CAPELLA
, a bright star of the first magnitude, in the left shoulder of Auriga.
CAPILLARY Tubes, in Physics, are very small pipes, whose canals are exceedingly narrow; being so called from their resemblance to a hair in smallness. Their usual diameter may be from 1/20 to 1/50 of an inch: though Dr. Hook assures us that he drew tubes in the flame of a lamp much smaller, and resembling a spider's thread.
The Ascent of Water &c, in capillary tubes, is a noted phenomenon in philosophy. Take several small glass tubes, of different diameters, and open at both ends; immerse them a little way into water, and the fluid will be seen to stand higher in the tubes than the surface of the water without, and higher as the tube is smaller, almost in the reciprocal ratio of the diameter of the tube; and that both in open air, and in vacuo. The greatest height to which Dr. Hook ever observed the water to stand, in the smallest tubes, was 21 inches above the surface in the vessel.
This does not however happen uniformly the same in all fluids; some standing higher than others; and in quicksilver the contrary takes place, as that fluid stands lower within the tube than its surface in the vessel, and the lower as the tube is smaller. See Philof. Trans. N° 355, or Abr. vol. 4, pa. 423, &c, or Cotes's Hydr. and Pneum.

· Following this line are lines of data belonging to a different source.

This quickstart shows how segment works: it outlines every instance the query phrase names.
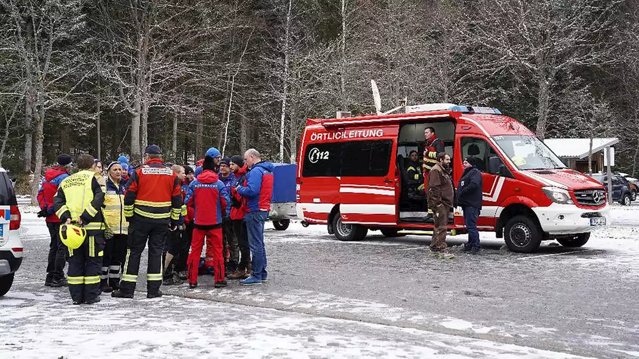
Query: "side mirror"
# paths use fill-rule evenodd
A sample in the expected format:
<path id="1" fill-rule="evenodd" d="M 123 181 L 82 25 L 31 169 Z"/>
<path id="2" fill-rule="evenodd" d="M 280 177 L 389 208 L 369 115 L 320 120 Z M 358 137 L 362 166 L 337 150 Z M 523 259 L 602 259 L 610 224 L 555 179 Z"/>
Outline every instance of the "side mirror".
<path id="1" fill-rule="evenodd" d="M 502 167 L 504 165 L 502 164 L 502 160 L 497 156 L 493 156 L 492 157 L 488 157 L 488 172 L 492 173 L 493 174 L 498 174 L 502 173 Z"/>

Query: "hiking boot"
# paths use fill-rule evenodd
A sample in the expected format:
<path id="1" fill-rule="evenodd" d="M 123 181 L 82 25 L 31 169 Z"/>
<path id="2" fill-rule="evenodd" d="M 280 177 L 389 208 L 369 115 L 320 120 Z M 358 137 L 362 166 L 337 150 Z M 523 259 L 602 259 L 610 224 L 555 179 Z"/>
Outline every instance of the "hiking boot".
<path id="1" fill-rule="evenodd" d="M 160 298 L 160 296 L 162 296 L 162 291 L 158 291 L 157 293 L 146 293 L 146 298 L 149 299 Z"/>
<path id="2" fill-rule="evenodd" d="M 125 293 L 121 290 L 118 289 L 111 292 L 111 296 L 113 298 L 126 298 L 127 299 L 133 299 L 133 293 Z"/>
<path id="3" fill-rule="evenodd" d="M 228 277 L 229 279 L 244 279 L 245 275 L 246 275 L 246 270 L 238 268 L 238 270 L 235 271 L 233 273 L 229 273 Z"/>
<path id="4" fill-rule="evenodd" d="M 109 293 L 113 291 L 113 288 L 109 285 L 107 280 L 102 279 L 100 281 L 100 291 L 103 293 Z"/>
<path id="5" fill-rule="evenodd" d="M 95 304 L 96 303 L 100 302 L 100 296 L 96 296 L 91 299 L 87 299 L 84 300 L 84 304 Z"/>
<path id="6" fill-rule="evenodd" d="M 68 285 L 69 283 L 66 281 L 66 279 L 64 277 L 58 279 L 51 280 L 52 287 L 66 287 Z"/>
<path id="7" fill-rule="evenodd" d="M 253 277 L 251 275 L 246 279 L 242 279 L 240 281 L 240 284 L 242 286 L 253 286 L 254 284 L 261 284 L 262 279 L 258 278 L 257 277 Z"/>

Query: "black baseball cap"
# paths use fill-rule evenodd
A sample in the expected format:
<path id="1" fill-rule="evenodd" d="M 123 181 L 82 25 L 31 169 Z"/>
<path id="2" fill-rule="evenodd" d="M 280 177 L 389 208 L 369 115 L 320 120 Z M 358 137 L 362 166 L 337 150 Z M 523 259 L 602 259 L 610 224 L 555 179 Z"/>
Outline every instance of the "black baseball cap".
<path id="1" fill-rule="evenodd" d="M 146 149 L 144 150 L 144 153 L 147 155 L 162 155 L 162 151 L 160 150 L 160 146 L 157 144 L 151 144 L 146 146 Z"/>

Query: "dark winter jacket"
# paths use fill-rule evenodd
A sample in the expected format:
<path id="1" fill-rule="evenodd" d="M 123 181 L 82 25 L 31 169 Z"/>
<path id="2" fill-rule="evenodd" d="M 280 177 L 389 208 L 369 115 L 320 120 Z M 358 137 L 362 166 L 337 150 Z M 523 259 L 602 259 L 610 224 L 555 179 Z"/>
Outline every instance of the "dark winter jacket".
<path id="1" fill-rule="evenodd" d="M 240 195 L 247 199 L 249 212 L 271 210 L 273 196 L 273 164 L 258 162 L 250 167 L 243 185 L 238 187 Z"/>
<path id="2" fill-rule="evenodd" d="M 60 222 L 53 209 L 53 196 L 58 192 L 58 187 L 62 181 L 68 176 L 69 173 L 66 170 L 59 167 L 52 167 L 45 172 L 44 181 L 42 181 L 42 185 L 38 191 L 38 204 L 41 210 L 47 211 L 47 222 Z"/>
<path id="3" fill-rule="evenodd" d="M 189 185 L 186 202 L 193 208 L 193 224 L 196 228 L 219 227 L 230 210 L 226 187 L 217 174 L 210 170 L 203 171 Z"/>
<path id="4" fill-rule="evenodd" d="M 483 181 L 481 172 L 473 166 L 464 170 L 457 187 L 457 204 L 481 210 Z"/>
<path id="5" fill-rule="evenodd" d="M 231 181 L 231 219 L 233 220 L 244 219 L 244 214 L 249 211 L 247 199 L 238 193 L 237 187 L 244 183 L 248 167 L 244 165 L 237 173 L 233 174 Z"/>

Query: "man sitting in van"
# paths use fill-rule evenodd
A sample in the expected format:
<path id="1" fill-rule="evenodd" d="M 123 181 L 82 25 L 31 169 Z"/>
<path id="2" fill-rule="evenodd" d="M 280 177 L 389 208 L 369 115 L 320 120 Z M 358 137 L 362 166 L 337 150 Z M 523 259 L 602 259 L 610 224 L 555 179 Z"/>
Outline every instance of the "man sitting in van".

Lect. pa. 265.
Another phenomenon of these tubes is, that such of them as would only naturally discharge water by drops, when electrisied, yield a continued and accelerated stream; and the acceleration is proportional to the smallness of the tube: indeed the effect of electricity is so considerable, that it produces a continued stream from a very small tube, out of which the water had not before been able to drop. Priestley's Hist. Electr. 8vo. vol. 1, pa. 171, ed. 3d.
This ascent and suspension of the water in the tube, is by Dr. Jurin, Mr. Hauksbee, and other philosophers, ascribed to the attraction of the periphery of the concave surface of the tube, to which the upper surface of the water is contiguous and adheres.